Here they describe some of the earlier evidence of psychotic breaks related to psychedelics given in a therapeutic setting:

In a survey of investigators who had administered LSD or mescaline, Sidney Cohen (1960) reported that only a single case of a psychotic reaction lasting more than 48 hours occurred in 1200 experimental (non-patient) research participants (a rate of 0.8 per 1000). Notably, the individual was an identical twin of a schizophrenic patient and thus would have been excluded under the proposed guidelines. Prolonged reactions over 48 hours were slightly more frequent in patients undergoing psychotherapy than in experimental non-patient participants, but still relatively rare, occurring at a rate of 1.8 prolonged reactions per 1000 patients. Cohen (1960) also reported that suicide attempts and completed suicides occurred at a rate of 1.2 and 0.4, respectively, per 1000 patients. The causal link between hallucinogen exposure and suicide or suicide attempt was only clear for a portion of these cases in patients, and no suicides or suicide attempts were noted for the 1200 non-patient, experimental participants. However, it is important when evaluating these data to consider that only 44 of the 62 researchers queried by Cohen returned survey results (Cohen, 1960; Novak, 1997). Although Cohen and Ditman (1962) subsequently expressed misgivings over the increased incidence of adverse effects due to the increasing recreational use of LSD and some questionable clinical practices, they maintained that when used under the proper guidelines, LSD was an important tool for use in human research (cf., Novak, 1997). McGlothin and Arnold (1971) reported 1 case out of 247 individuals who received LSD in either experimental or psychotherapeutic studies in which an LSD-related psychotic reaction lasting more than 48 hours occurred. That single case was a patient who received repeated LSD administrations in a psychotherapeutic context. Although very rare, care must be taken to minimize the risks of such an episode.

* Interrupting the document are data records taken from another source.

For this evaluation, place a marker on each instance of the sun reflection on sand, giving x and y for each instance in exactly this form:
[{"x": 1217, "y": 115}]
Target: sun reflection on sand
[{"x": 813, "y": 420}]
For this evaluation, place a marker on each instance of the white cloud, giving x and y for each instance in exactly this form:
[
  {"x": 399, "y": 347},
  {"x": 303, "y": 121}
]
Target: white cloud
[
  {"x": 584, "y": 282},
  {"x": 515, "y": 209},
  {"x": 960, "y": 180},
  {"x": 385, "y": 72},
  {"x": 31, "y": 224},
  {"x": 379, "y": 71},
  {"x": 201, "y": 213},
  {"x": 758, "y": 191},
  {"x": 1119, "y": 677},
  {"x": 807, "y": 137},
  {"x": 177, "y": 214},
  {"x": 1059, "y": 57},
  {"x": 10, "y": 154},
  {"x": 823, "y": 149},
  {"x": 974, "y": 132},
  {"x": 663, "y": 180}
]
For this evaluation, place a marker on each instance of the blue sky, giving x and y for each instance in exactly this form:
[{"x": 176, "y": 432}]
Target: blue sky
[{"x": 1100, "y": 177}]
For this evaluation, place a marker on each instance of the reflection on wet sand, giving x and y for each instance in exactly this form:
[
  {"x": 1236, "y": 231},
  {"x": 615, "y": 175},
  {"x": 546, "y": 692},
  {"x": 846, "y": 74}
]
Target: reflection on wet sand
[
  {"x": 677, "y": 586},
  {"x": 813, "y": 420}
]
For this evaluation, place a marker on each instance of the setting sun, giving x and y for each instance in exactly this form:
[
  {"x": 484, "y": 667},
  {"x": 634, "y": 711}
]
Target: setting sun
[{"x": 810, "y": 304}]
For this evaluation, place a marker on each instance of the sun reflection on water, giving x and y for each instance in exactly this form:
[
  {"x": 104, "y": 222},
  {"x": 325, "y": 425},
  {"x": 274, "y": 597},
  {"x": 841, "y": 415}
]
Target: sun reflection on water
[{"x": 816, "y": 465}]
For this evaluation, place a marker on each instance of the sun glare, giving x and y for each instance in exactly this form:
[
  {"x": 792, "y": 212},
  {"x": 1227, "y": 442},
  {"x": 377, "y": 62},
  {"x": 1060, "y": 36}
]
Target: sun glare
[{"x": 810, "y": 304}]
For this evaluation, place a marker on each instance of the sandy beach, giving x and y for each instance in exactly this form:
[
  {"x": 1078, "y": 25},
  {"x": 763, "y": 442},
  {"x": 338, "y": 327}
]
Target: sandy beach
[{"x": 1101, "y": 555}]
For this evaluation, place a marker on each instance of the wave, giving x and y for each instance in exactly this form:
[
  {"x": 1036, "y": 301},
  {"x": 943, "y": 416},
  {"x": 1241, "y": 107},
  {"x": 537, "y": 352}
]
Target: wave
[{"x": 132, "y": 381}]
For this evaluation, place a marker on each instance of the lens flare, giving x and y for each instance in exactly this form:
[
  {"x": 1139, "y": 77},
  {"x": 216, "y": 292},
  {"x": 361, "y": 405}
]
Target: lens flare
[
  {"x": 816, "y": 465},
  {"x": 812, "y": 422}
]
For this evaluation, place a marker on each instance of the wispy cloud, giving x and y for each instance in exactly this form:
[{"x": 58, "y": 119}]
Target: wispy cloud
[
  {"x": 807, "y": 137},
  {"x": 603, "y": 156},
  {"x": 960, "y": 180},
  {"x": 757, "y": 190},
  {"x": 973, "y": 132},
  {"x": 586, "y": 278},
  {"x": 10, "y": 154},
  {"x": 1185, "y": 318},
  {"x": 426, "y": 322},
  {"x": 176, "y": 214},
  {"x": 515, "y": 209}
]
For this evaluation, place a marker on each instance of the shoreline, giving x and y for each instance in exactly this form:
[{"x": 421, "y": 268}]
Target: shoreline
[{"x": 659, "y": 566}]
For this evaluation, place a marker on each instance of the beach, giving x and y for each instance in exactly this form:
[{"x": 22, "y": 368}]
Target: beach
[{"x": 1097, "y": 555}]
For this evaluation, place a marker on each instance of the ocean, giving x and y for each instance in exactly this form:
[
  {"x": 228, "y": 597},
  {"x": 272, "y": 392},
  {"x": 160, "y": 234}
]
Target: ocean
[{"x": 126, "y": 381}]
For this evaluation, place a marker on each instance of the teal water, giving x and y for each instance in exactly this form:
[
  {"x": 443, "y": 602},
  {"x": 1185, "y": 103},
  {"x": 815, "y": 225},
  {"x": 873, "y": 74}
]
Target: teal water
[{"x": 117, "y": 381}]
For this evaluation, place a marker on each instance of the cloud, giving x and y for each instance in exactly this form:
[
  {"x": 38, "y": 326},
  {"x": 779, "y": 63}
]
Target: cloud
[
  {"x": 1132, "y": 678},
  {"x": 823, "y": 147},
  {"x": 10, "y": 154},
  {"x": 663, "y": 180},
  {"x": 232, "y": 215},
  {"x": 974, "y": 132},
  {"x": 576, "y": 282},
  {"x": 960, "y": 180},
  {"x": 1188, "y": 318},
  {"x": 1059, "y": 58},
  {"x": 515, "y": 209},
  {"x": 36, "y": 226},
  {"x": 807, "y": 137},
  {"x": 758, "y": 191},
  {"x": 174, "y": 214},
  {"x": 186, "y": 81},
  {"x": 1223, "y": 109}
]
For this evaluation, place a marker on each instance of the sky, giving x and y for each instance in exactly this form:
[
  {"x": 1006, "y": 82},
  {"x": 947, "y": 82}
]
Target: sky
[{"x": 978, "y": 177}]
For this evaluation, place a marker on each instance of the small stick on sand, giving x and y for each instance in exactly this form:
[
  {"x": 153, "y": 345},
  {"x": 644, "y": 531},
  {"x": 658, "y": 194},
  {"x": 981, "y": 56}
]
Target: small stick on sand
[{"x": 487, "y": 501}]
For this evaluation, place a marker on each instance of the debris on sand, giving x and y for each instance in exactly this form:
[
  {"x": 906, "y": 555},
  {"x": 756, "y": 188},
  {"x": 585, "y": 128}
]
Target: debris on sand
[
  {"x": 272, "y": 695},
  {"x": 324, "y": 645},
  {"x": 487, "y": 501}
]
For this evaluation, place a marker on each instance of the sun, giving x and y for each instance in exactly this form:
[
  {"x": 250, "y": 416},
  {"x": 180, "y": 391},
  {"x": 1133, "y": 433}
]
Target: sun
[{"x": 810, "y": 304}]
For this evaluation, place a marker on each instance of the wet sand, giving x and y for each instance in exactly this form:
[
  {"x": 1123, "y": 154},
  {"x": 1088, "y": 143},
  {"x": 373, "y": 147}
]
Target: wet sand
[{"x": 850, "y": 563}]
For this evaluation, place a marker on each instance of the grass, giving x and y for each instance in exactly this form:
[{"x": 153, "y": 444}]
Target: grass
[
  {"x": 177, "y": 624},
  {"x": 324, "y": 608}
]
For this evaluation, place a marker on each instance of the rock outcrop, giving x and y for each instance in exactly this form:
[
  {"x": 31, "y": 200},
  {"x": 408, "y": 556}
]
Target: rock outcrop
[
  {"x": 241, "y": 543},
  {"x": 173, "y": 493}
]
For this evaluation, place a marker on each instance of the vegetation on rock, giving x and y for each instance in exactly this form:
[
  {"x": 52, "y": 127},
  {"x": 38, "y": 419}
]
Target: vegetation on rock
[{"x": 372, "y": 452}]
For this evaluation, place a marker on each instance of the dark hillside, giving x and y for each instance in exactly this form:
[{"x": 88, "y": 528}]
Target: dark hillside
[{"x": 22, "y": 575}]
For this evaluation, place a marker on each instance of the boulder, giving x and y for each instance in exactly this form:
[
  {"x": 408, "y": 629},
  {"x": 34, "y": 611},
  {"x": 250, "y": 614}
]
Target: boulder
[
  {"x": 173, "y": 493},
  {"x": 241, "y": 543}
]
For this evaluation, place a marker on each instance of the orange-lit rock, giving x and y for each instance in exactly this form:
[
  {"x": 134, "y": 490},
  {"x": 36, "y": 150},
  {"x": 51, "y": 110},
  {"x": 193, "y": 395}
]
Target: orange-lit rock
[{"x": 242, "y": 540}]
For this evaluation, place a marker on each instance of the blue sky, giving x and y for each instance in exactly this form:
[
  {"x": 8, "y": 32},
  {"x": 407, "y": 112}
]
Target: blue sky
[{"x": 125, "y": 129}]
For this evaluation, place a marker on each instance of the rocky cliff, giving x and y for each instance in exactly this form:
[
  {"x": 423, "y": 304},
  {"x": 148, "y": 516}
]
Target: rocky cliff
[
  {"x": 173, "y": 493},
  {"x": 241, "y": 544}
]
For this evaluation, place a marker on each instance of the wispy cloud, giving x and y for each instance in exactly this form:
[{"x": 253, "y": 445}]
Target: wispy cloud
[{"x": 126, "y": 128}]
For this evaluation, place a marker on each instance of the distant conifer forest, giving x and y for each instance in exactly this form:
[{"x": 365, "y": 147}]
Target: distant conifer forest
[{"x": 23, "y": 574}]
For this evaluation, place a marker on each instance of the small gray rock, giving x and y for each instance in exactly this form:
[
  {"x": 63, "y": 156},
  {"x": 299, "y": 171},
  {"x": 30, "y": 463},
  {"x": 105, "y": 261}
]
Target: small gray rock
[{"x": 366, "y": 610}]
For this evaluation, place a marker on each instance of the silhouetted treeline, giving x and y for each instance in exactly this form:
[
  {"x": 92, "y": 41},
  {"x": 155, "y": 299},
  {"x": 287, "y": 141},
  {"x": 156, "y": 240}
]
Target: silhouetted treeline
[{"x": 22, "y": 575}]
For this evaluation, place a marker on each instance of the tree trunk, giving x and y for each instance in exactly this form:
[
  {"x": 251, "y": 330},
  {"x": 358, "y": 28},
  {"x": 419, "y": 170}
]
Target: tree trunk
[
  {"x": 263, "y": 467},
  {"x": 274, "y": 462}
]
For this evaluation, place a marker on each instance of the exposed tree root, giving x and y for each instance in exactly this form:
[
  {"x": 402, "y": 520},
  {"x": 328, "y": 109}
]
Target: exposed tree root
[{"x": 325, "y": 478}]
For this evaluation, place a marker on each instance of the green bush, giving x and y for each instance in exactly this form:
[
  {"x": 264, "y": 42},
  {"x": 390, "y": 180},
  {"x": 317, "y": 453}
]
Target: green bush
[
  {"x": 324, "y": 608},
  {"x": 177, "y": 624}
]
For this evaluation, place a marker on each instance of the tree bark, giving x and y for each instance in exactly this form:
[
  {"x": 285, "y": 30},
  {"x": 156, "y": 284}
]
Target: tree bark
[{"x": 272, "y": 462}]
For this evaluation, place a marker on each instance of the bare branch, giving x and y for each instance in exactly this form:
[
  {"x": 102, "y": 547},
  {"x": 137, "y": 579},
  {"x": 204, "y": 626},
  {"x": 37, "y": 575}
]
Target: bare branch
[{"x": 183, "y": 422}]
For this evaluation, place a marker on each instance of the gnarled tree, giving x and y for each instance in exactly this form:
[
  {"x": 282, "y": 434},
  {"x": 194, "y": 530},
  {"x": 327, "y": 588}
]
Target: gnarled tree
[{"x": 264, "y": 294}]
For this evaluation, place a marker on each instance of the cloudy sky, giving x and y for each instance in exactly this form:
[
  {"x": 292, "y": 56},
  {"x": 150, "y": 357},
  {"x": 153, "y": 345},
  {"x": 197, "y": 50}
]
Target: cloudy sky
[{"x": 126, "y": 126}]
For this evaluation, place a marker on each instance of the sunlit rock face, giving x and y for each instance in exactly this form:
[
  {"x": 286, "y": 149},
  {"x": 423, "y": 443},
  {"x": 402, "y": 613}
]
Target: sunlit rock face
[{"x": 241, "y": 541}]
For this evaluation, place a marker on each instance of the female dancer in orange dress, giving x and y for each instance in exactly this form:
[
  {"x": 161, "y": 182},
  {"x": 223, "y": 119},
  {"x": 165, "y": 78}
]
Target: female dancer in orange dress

Bad trips & other short term ill-effects

The most common adverse reaction to psychedelics is the bad trip, which can involve feelings of fear, anxiety, dysphoria and/or paranoia. Johnson et al write: “Distressing effects may be experienced in a variety of modalities: sensory (e.g., frightening illusions), somatic (e.g., disturbing hyperawareness of physiological processes), personal psychological (e.g., troubling thoughts or feelings concerning one’s life) and metaphysical (e.g., troubling thoughts or feelings about ultimate evil forces.” Hallucinogens often intensify people’s emotional experiences, they write, which could lead to erratic and potentially dangerous behavior if people aren’t properly prepared and supervised.22 Other short-lived but negative effects can include: “temporary paranoid ideation and, as after-effects in the days following a LSD experience, temporary depressive mood swings and/or increase of psychic instability.”23
I didn’t find much information about how common bad trips are — one 2010 analysis of psilocybin studies done between 1999 and 2008 looked at the experiences of 110 patients. Negative experiences weren’t common and seemed to be dose-dependent — higher doses of psilocybin were associated with higher rates of adverse reactions. All of the short-term adverse reactions were “successfully managed through interpersonal support” and didn’t require taking any drugs and seemed to have no lasting effects, based on follow-up interviews.24
A group of Johns Hopkins researchers conducted an online survey of 1993 people who had had a difficult or challenging experience with psilocybin mushrooms. Only 2.1 percent of the respondents took psilocybin in a setting that resembled a controlled clinical environment. For 39 percent of the respondents, the bad trip ranked among the top five most challenging experiences of their lifetime. More specifically:

“11% reported putting themselves or others at risk of physical harm, 2.6% reported behaving in a physically aggressive or violent manner, and 2.7% reported getting medical help during the occasion. Of those whose session occurred at least 1 year earlier, 7.6% reported that they sought treatment for one or more psychological symptom they attributed to the challenging psilocybin experience. Three cases appeared associated with onset of enduring and impairing psychotic symptoms and three cases with attempted suicide.”25

But, interestingly enough, despite these negative experiences, many of the survey respondents still found even these bad trips to be meaningful and spiritually important. For 34 percent of participants, their most challenging trip on psilocybin was ranked among the top five most meaningful experiences of their life. And 31 percent said it was among the top five most spiritually significant experiences of their life. Eighty-four percent of the respondents said they had benefitted from the challenging parts of their trip and 46 percent said they would repeat that session if they could, despite the challenges.26

Flashbacks

There’s not a lot of conclusive information about how common and/or debilitating flashbacks are. Reports of flashbacks have been around for a very long time — in 1898 Havelock Ellis described a heightened sensitivity to ‘‘the more delicate phenomena of light and shade and color’ since he’d taken mescaline.27 In 1986, hallucinogen flashbacks were first described in the Diagnostic and Statistical Manual of Mental Disorders (DSM-III) and then revised in the DSM-IV under the diagnosis Hallucinogen Persisting Perception Disorder with the following diagnostic criteria:

A) The reexperiencing, following cessation of use of a hallucinogen, of one or more of the perceptual symptoms that were experienced while intoxicated with the hallucinogen (e.g., geometric hallucinations, false perceptions of movement in the peripheral visual fields, flashes of color, intensified colors, trails of images of moving objects, positive after- images, halos around objects, macropsia and micropsia).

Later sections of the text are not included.